By Lee Marshall
Dir/scr/prod. Hong Sang-soo. South Korea. 2009. 140mins.
An elliptical, meandering but often quietly hilarious tale set around the downtime of a Korean arthouse film director, Like You Know It All sees Hong Sang-soo attempting nothing particularly new in his ninth feature, but rarely has it all come together so smoothly and breezily.
Hong seems to be mellowing, moving away from the prickly impenetrability of early works like The Power of Kangwon Province towards a gentler, more observational humour – though he has not abandoned his tendency to make films about filmmakers, or his fascination with two-part structure.
Hong’s films are well considered in Korea but make little impact on the box office; his last, Night and Day, failed to break the $100,000 barrier. With its healthy humour quotient, Like You Know It All should top that figure, but the producer/director needs to look at territories such as France – where he is a cult favourite – to fully recoup his modest budget. CTV International picked up Francophone rights from Finecut on the eve of Cannes, and given the right release the film should enjoy a modest but sustained arthouse run in Gallic urban centres. Elsewhere, theatrical prospects are uncertain.
One of the commercial limitations on Hong’s films is that so much of his visual style is rather dreary point-and-shoot work in available light. In a way, however, this serves to de-gloss the characters and focus attention on their deadpan interactions. These begin in Like You Know It All when arthouse director Ku (Kim Tae-woo) turns up at a (real) film festival in the northern town of Jecheon, where he is on a jury organised by a skitty, Tourette-ish festival director (Uhm Ji-won). After some heavy drinking, an old friend and business partner invites Ku back to his house, and the next morning, the director appears to have a liaison of sorts with the young wife of his friend, who attacks Ku in a jealous rage.
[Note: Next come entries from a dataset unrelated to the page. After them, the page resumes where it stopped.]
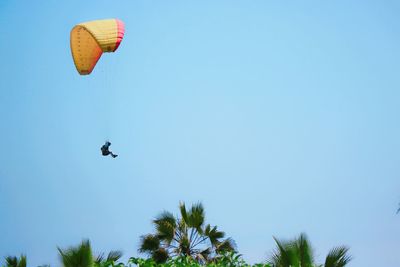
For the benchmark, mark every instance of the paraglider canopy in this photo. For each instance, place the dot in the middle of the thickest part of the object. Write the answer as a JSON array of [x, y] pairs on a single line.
[[90, 39]]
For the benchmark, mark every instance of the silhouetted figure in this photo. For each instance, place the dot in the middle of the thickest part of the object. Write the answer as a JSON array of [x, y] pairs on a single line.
[[105, 150]]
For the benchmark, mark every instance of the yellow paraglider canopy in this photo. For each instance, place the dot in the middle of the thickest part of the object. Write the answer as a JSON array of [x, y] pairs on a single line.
[[90, 39]]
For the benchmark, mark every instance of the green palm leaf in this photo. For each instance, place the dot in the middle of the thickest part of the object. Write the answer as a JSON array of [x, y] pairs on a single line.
[[338, 257]]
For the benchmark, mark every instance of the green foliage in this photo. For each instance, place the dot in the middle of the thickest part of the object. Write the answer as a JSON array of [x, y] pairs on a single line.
[[12, 261], [299, 253], [185, 236], [227, 259]]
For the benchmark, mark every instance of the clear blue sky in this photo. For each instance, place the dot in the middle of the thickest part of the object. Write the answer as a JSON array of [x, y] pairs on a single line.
[[281, 117]]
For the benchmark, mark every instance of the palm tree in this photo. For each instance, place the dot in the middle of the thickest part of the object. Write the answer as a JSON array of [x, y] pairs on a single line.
[[112, 257], [185, 236], [299, 253], [12, 261], [80, 256]]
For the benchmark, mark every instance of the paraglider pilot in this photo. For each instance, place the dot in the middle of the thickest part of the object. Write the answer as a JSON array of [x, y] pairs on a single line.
[[105, 150]]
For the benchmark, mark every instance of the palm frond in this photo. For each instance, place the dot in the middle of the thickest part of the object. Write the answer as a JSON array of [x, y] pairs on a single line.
[[149, 243], [304, 250], [196, 216], [114, 255]]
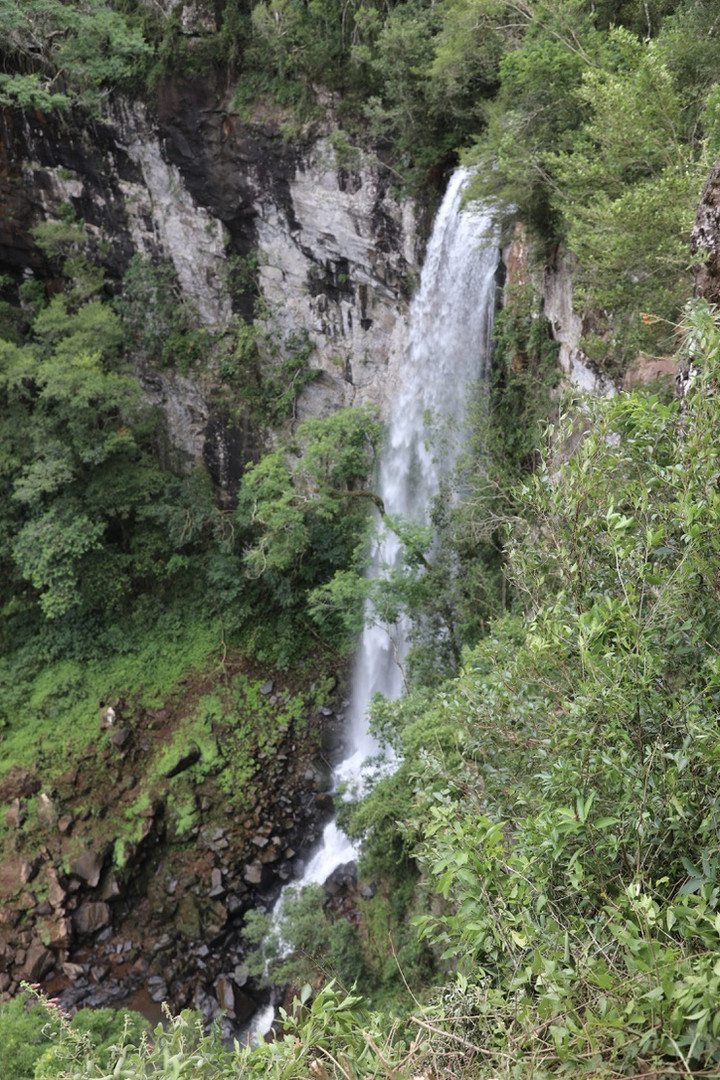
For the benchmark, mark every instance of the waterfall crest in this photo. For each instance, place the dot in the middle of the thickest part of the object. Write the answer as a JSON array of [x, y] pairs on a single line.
[[447, 354]]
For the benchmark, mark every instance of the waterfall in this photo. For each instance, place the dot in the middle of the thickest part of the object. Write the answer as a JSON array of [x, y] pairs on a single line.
[[447, 353]]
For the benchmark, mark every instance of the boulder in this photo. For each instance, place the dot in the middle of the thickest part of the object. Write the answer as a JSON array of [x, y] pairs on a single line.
[[46, 810], [15, 814], [89, 866], [91, 917], [184, 761], [38, 962]]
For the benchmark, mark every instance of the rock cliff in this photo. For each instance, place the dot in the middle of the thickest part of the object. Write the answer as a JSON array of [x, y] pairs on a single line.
[[333, 252]]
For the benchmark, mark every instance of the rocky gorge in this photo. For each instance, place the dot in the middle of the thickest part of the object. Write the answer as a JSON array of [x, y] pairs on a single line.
[[92, 914]]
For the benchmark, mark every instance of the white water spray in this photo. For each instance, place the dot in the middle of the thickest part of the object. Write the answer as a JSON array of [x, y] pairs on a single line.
[[447, 354]]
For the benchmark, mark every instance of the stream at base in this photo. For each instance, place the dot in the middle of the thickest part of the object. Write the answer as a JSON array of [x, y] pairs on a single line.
[[445, 363]]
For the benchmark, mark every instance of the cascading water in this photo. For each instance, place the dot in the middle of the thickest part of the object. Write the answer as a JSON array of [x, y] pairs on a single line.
[[446, 356]]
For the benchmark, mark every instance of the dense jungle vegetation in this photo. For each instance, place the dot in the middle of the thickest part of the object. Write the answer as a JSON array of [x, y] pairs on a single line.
[[546, 854]]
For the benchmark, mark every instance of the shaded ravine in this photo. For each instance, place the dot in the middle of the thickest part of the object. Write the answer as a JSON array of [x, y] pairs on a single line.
[[447, 356]]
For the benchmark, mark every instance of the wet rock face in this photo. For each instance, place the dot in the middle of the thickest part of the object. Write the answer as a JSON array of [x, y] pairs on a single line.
[[705, 239], [167, 925], [333, 253]]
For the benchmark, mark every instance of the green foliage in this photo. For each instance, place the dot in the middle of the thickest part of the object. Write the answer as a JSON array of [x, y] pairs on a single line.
[[525, 374], [595, 138], [83, 50], [303, 513], [22, 1030], [565, 784]]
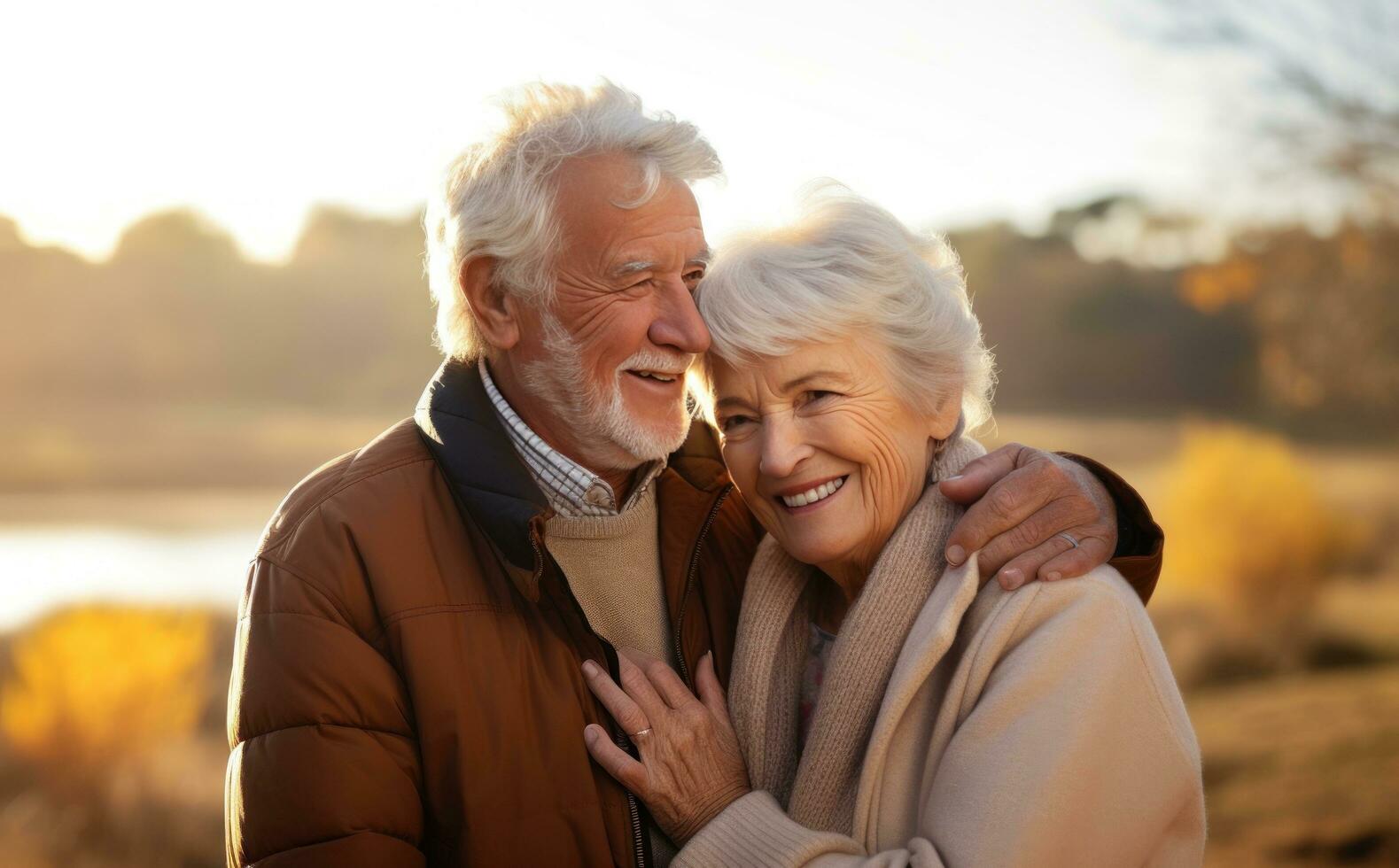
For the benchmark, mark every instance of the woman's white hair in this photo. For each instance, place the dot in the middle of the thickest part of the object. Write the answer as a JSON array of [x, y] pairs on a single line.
[[851, 268], [497, 198]]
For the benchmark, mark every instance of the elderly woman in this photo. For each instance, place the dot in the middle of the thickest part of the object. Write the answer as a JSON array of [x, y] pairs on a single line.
[[887, 710]]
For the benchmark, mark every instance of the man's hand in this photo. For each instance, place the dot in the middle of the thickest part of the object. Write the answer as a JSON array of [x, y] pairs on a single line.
[[690, 766], [1022, 500]]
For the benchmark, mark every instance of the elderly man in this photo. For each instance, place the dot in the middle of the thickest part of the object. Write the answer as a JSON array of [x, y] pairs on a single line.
[[408, 686]]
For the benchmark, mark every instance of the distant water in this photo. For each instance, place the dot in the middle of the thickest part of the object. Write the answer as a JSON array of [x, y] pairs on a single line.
[[51, 563]]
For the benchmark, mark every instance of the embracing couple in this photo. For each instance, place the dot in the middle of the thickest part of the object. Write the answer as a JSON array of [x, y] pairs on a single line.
[[558, 619]]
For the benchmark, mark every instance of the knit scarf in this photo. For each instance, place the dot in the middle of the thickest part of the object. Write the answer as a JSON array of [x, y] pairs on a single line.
[[819, 786]]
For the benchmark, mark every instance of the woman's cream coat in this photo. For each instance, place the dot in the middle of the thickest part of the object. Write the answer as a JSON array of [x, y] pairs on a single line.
[[1033, 727]]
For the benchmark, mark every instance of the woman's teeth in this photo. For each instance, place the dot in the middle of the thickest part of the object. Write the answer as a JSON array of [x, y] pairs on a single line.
[[820, 492]]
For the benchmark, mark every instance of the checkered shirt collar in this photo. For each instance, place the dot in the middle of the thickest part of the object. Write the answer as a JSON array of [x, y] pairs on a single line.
[[571, 488]]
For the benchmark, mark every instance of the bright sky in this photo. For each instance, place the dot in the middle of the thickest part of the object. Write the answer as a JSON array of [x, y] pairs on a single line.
[[944, 111]]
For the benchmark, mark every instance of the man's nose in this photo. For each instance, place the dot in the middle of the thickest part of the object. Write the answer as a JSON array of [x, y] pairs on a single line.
[[678, 321], [782, 446]]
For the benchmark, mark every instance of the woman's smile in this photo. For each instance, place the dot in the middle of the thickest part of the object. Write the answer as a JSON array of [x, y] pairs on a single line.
[[807, 497]]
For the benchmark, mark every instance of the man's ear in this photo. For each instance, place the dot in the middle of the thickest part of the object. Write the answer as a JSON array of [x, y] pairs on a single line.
[[494, 309]]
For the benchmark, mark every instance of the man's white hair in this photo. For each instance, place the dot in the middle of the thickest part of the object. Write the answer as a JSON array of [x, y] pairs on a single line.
[[497, 198], [851, 268]]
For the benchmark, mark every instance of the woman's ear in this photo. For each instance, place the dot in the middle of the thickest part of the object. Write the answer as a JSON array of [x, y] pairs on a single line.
[[944, 418], [495, 311]]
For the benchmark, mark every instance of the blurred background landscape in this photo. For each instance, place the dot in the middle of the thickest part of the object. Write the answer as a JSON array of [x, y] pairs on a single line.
[[1223, 334]]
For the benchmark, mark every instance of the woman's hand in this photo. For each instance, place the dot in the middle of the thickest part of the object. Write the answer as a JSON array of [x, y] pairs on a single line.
[[690, 763]]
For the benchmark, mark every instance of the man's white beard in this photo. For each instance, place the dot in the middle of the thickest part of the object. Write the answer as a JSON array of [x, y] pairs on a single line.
[[609, 437]]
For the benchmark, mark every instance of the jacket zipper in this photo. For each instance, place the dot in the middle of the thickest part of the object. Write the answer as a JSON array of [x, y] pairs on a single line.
[[638, 846], [690, 582]]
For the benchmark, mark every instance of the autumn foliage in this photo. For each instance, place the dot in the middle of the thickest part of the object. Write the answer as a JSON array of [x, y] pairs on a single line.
[[97, 686], [1248, 526]]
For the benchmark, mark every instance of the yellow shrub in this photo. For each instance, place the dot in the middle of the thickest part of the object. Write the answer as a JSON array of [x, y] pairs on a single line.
[[97, 684], [1246, 524]]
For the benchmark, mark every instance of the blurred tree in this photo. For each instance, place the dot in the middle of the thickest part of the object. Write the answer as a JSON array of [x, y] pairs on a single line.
[[1248, 527]]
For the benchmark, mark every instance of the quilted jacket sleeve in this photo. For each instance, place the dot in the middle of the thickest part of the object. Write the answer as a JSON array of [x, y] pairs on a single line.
[[325, 766]]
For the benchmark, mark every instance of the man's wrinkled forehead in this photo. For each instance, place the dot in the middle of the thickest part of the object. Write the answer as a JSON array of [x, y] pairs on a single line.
[[587, 195]]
Twelve days later, Ku turns up on Jeju island, where he has been invited to address a class of film students taught by an old college friend. Distorted parallels between the two parts abound; Ku is approached by an attractive younger woman – a kudos-seeking porn starlet in part one, a flirtatious young film student in part two – who eventually ends up in bed with an artistic rival of the director’s – a scuzzy fellow director in part one, a respected older painter in part two. And when the painter invites Ku back to his house to meet his young wife (Go Hyun-jung), we sort of know what to expect – though as always with Hong, that’s not exactly what we’re given.
Like You Know It All may be breaking no new ground, but it’s wryly perceptive in its deconstruction of artistic egos, sending up pretensions while at the same time making what sound like first-person declarations about creativity. It’s also – and this is no small part of of its appeal - Hong’s funniest film in years.